Рядом — Мариацкий собор: в знаменитейшем польском храме поражает красочное многолюдье алтарных экспрессивных фигур. И опять: автор — немец Файт Штос, которому нужно было доехать до Кракова, чтобы создать лучший в мире (и самый большой в мире) деревянный алтарь, оставшись в польской культуре под именем Вит Ствош. На площади перед собором — фонтан с фигурой задумчивого юноши из соборных композиций Файта Штоса: этакий немецкий открыточный символ польского города.
Австро-немецкая культура переплавлялась в свою органично, становилась своей. И в Кракове никуда не деться от восприятия себя самого и в Средних веках, и в польском Ренессансе, и в той империи, и от всего этого — в потоке времени без дат, времени вообще: вот же он перед тобой, сегодняшний, живой, приближающийся к миллиону населения город.
Своими глазами я видел на Главном Рынке девушку, которую за час до того разглядывал в Музее князей Чарторыйских в квартале от мощной и изящной Флорианской башни. Там это была «Дама с горностаем» Леонардо да Винчи. Здесь через пятьсот лет она шла без всякого горностая, а вовсе с пуделем на поводке — только тем и отличаясь от той, такой же тонкогубой и востроносенькой, такой же неизъяснимо прекрасной.
В общественных садах — Плантах — вокруг центра вдоль бывших городских валов подобные дамы без горностаев встречаются нередко. Они там выгуливают пуделей и кавалеров, наглядно подтверждая устойчивую российскую легенду о польских красавицах. Чтобы в этом убедиться самому, стоит приехать в Краков.
В Урбино 15 тысяч населения и, если бы не университет, было б еще раза в три меньше. Само название — Urhino, уменьшительное от латинского urbis («город») — указывало масштаб: Городок, Городишко. Но ведь что происходило, что крутилось тут! Какие люди! Всего-то — полтысячи лет назад.
Как же волнует ощущение причастности к истории, которую и сейчас можно потрогать. В Герцогском дворце (Palazzo Ducale) есть зал — скорее зальчик, — из которого пошло европейское воспитание приличного человека.
Надо вникнуть и осознать.
Вот в этой комнате, где сейчас выставлены картины Джованни Санти, откуда можно выглянуть в окно и подивиться красотам долин, окружающих гору, на которой теснится Урбино, — в этой именно комнате собирались при дворе герцогов Монтефельтро самые остроумные, тонкие и образованные мужчины и женщины конца XV — начала XVI столетия. А один из них, Бальдассаре Кастильоне, был настолько дальновиден, что записывал ту болтовню, соорудив из нее эпохальную книгу «Придворный». Из этого трактата-мемуара и вышли правила джентльменства, подхваченные и развитые французами и англичанами, действующие по сей день. Правила, которым следуем все мы — даже если слыхом не слыхали ни о Кастильоне, ни о Монтефельтро, ни об Урбино. Насчет быть деликатным и дерзким, легким и вдумчивым, галантным и нескучным — это там, это оттуда.

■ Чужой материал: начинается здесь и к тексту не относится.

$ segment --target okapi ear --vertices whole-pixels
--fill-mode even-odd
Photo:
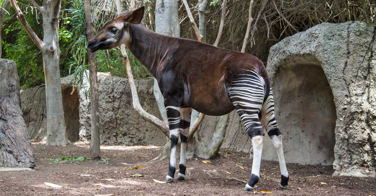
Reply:
[[[144,12],[145,11],[145,7],[142,6],[137,9],[130,12],[130,15],[128,19],[128,21],[132,24],[139,24],[141,23],[142,18],[144,17]]]

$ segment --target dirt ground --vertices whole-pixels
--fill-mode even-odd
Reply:
[[[245,184],[227,177],[248,179],[251,174],[252,160],[247,158],[249,155],[230,149],[221,150],[222,156],[211,163],[204,163],[202,161],[205,160],[197,157],[188,160],[187,180],[185,181],[159,184],[153,179],[164,179],[168,160],[152,160],[158,155],[162,147],[103,146],[101,147],[102,157],[109,159],[110,164],[103,161],[51,164],[49,159],[64,156],[59,153],[87,155],[89,146],[83,144],[64,147],[42,144],[33,146],[37,166],[35,171],[0,172],[0,195],[376,195],[374,178],[332,176],[332,166],[295,164],[287,164],[290,188],[278,190],[280,174],[278,163],[265,161],[262,162],[261,177],[255,187],[255,192],[242,191]],[[146,168],[132,169],[139,166]],[[83,174],[93,176],[77,175]],[[131,177],[134,174],[145,176]],[[104,179],[115,180],[102,179]],[[44,182],[66,186],[52,188]],[[257,192],[261,190],[272,193]]]

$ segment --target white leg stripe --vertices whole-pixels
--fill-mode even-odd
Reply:
[[[285,156],[283,153],[283,148],[282,146],[282,135],[279,136],[273,135],[270,137],[271,143],[273,144],[277,155],[278,157],[278,161],[279,162],[279,168],[281,170],[281,174],[286,177],[288,176],[288,172],[286,167],[286,163],[285,162]]]
[[[252,138],[253,147],[253,161],[252,163],[252,173],[260,177],[260,166],[264,144],[264,136],[258,135]]]

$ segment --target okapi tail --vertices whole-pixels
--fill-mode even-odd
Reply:
[[[261,76],[264,79],[264,90],[265,92],[265,95],[264,97],[264,102],[262,103],[265,103],[267,99],[268,98],[268,97],[269,97],[269,95],[270,93],[270,90],[271,89],[270,87],[270,79],[269,77],[269,74],[268,74],[268,73],[266,72],[266,69],[265,68],[265,66],[262,65],[263,68],[261,69],[261,71],[260,71],[260,74]]]

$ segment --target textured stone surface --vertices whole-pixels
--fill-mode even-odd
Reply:
[[[374,38],[373,24],[324,23],[270,49],[267,69],[288,162],[299,154],[329,158],[335,140],[335,175],[374,177]]]
[[[166,137],[133,109],[130,88],[126,78],[98,73],[100,140],[103,144],[163,146]],[[140,103],[147,112],[160,118],[153,94],[153,81],[135,80]],[[84,90],[80,92],[81,139],[90,139],[90,103]]]
[[[72,76],[61,79],[63,105],[71,141],[90,140],[90,100],[88,82],[72,93]],[[167,138],[151,124],[139,117],[133,108],[130,89],[126,78],[98,73],[101,142],[110,145],[162,146]],[[160,117],[153,94],[153,81],[135,81],[140,102],[146,111]],[[71,94],[71,93],[72,93]],[[87,98],[87,99],[86,99]],[[45,135],[47,122],[44,86],[21,92],[21,108],[32,139]]]

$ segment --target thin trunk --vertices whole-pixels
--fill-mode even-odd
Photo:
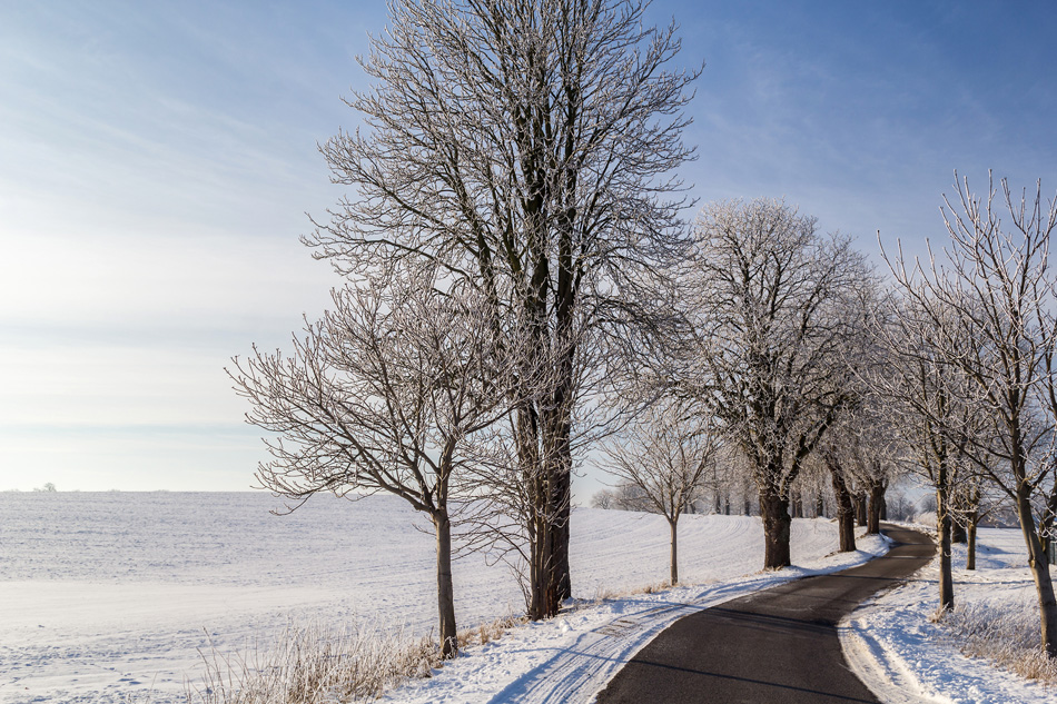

Редчайшее чувство прикосновения — повторю назойливо — к месту, из которого, в конечном счете, вышли все, кого ты ценишь и уважаешь. Зал метров пятнадцать на восемь.
Урбино — город на горе (точнее — город-гора), где улицы крутизной хорошо если градусов под тридцать, а то ведь бывает и круче: вечером в поисках подходящего ресторана замучаешься. Но вознаградишься: море далековато, так что рыбу и всякую морскую живность здесь готовят не очень, зато баранина с окрестных вершин — роскошная. И особая гордость — сыр: Casciota di Urbino, из смеси овечьего и коровьего молока (любимый сыр Микеланджело, не стыдно присоединиться). Под местное вино провинции Марке (не Пьемонт и не Тоскана, но ведь Италия все же) — идет отлично. Вино в урбинских окрестностях культивировали давно. Это ж было делом чести — в одном ряду: вино, архитектура, еда, живопись, манеры, литература.